The Duke Of Sussex was asked about the Netflix show during an interview with James Corden on The Late Late Show, admitting that he had watched the Netflix drama.
And it seems like Harry is fine with the show’s artistic licence, which it has come under fire about, including from his uncle, Earl Spencer.
“They don’t pretend to be news. It’s fictional,” Harry said. “But it’s loosely based on the truth. Of course, it’s not strictly accurate, of course not, but loosely it gives you a rough idea about what that lifestyle, the pressures of putting duty and service above family and everything else, what can come from that.”
Harry also took a swipe at certain sections of the British press, adding: “I’m way more comfortable with The Crown than I am seeing the stories written about my family or my wife or myself.

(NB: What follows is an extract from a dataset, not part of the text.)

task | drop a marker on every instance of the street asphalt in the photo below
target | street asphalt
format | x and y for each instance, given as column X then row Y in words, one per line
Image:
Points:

Because… that [The Crown] is obviously fiction, take it how you will. But this is being reported on as fact because you’re supposedly news. I have a real issue with that.”
And as for who Harry thinks should play him, James’ suggestion of Homeland and Billions actor Damian Lewis got the thumbs up (we think).
“Damian Lewis as you and me as William, that’s casting,” joked Corden.
“It’s not great casting, but it is casting,” responded Harry.
Culture secretary Oliver Dowden is among those who think Netflix should be made to add a disclaimer to The Crown, previously saying: “It is a beautifully produced work of fiction, so as with other TV productions, Netflix should be very clear at the beginning it is just that.
“Without this, I fear a generation of viewers who did not live through these events may mistake fiction for fact.”
In December, Josh O’Connor – who plays Prince Charles in series three and four of The Crown – blasted Dowden’s comments, insisting: “In my opinion, it’s pretty outrageous that he came out and said what he said.
“Particularly in this time when he knows that the arts are struggling and they’re on their knees, I think it’s a bit of a low blow.”
Princess Diana actor Emma Corrin also said the row does “does a disservice to creativity, and imagination, and screenwriting, and scriptwriting”.